Dunque niente contatti con i media, ma solo per indagati e difesa. Il tutto mentre continuavano a circolare atti e documenti favorevoli alla tesi dell’accusa. Il Tribunale e la Corte d’appello avevano dato torto a Giorgi, che secondo i giudici avrebbe dovuto presentare un nuovo ricorso, ma la Cassazione, nei giorni scorsi, ha stabilito che l’emanazione, da parte del gip, di una nuova ordinanza che estende le condizioni non fa venir meno l’oggetto della richiesta di revoca già avanzata dall’ex assistente parlamentare. «Stabilendo diversamente - scriveva la Suprema Corte -, i giudici d’appello non hanno motivato giuridicamente la loro decisione». Ieri la nuova sentenza: «Il rischio di commettere nuovi crimini o delitti sembra ora marginale, vista la sospensione delle attività dell’imputato all’interno dell’emiciclo europeo - scrive la Corte d’Appello -. Il rischio di sottrazione all’azione della Giustizia sembra essere contenuto, dato che l’imputato è già stato autorizzato dal magistrato istruttore a lasciare temporaneamente il territorio del Regno e la legge del 19 dicembre 2003 consente, all’occorrenza, di ottenere rapidamente la consegna dell’interessato; il rischio di inquinamento probatorio è attualmente particolarmente limitato, poiché le indagini sono iniziate nel 2022 e hanno consentito, ipotizzando i fatti accertati, di raccogliere elementi di prova, alcuni dei quali hanno consentito di incriminare l’attore; il rischio di collusione con terzi non può più essere preso in considerazione fin dalla terza comparizione di un imputato posto in custodia cautelare. Dalle considerazioni che precedono risulta che, in questa fase del procedimento, essendo parzialmente scomparse le condizioni giuridiche per l’emissione di un mandato d’arresto nei confronti dell’imputato, occorre ordinare la soppressione delle condizioni stabilite dall’ordinanza del giudice istruttore del 21 marzo 2024».
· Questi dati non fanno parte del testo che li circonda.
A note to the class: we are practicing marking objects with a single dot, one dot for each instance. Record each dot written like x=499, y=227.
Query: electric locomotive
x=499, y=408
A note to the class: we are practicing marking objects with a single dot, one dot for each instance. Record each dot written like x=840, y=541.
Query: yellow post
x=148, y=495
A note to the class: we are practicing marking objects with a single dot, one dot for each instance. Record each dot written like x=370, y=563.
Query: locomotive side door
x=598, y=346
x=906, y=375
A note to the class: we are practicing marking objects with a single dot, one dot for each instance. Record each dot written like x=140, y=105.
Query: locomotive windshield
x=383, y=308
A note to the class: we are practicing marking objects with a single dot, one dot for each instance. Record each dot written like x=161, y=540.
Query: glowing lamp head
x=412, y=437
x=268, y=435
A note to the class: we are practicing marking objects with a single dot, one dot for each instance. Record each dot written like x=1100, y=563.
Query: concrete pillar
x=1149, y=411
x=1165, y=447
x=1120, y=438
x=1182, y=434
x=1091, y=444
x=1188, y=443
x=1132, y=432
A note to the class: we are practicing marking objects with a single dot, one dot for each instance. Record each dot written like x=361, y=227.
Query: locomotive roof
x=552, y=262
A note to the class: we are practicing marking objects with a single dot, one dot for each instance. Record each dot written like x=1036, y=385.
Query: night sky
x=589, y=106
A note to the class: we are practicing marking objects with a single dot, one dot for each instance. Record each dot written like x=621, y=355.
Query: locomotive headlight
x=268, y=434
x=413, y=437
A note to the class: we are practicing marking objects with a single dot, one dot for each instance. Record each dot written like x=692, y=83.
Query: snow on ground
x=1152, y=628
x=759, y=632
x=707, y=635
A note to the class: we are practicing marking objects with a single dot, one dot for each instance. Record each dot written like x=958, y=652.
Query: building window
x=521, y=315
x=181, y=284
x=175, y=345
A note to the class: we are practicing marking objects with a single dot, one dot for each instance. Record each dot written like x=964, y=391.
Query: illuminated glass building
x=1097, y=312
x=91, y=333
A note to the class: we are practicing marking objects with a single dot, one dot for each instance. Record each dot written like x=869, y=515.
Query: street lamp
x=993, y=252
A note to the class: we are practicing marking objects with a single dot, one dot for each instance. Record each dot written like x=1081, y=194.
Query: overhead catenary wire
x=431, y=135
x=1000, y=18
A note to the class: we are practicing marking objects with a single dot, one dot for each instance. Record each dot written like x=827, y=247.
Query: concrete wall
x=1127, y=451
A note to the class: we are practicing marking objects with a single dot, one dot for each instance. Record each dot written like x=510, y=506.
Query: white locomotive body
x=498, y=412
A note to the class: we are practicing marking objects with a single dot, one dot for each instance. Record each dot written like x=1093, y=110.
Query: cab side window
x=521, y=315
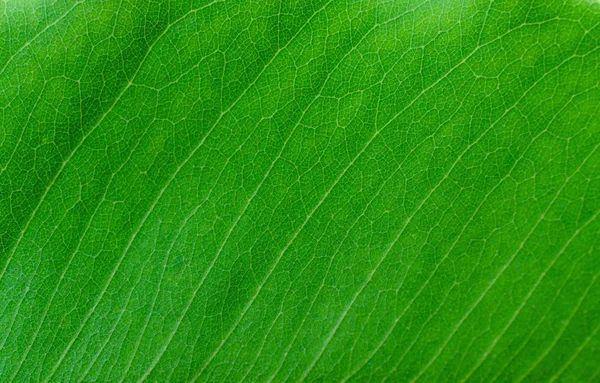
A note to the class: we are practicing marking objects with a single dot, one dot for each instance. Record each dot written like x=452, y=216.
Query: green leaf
x=326, y=190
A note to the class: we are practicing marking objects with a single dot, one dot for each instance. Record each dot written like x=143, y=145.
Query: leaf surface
x=322, y=190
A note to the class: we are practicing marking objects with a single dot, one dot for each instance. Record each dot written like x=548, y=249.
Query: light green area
x=322, y=190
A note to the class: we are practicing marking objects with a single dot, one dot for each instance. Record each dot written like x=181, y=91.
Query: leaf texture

Insomma, libertà totale, in attesa dell’accertamento della regolarità delle indagini, sulle quali, ora, incombe anche la richiesta avanzata dai legali dell’eurodeputato dem Andrea Cozzolino di valutare il ruolo dei servizi segreti nell’inchiesta. Il Tribunale, a settembre, dovrà decidere se affidare al cosiddetto “Comitato R” il compito di verificare il ruolo dei servizi. Anche perché stando a quanto affermato in aula dalle difese, il 90 per cento degli atti d’indagine sarebbe stato compiuto dagli 007, senza i vincoli imposti alle procure ordinarie e, dunque, con la possibilità di bypassare l’immunità parlamentare. Immunità che, secondo le difese, sarebbe stata più volte violata, con intercettazioni di conversazioni di eurodeputati, dossieraggio di diversi eurodeputati (oltre a quelli finiti nel fascicolo) e addirittura membri dei servizi segreti in borghese in Parlamento durante le sedute di Commissione per monitorare le opinioni espresse dai deputati.

Una anomalia sulla quale Roberta Metsola, presidente uscente dell’Eurocamera, ha deciso di non voler indagare, opponendosi - tramite l’avvocatura - alla richiesta dei legali di Cozzolino.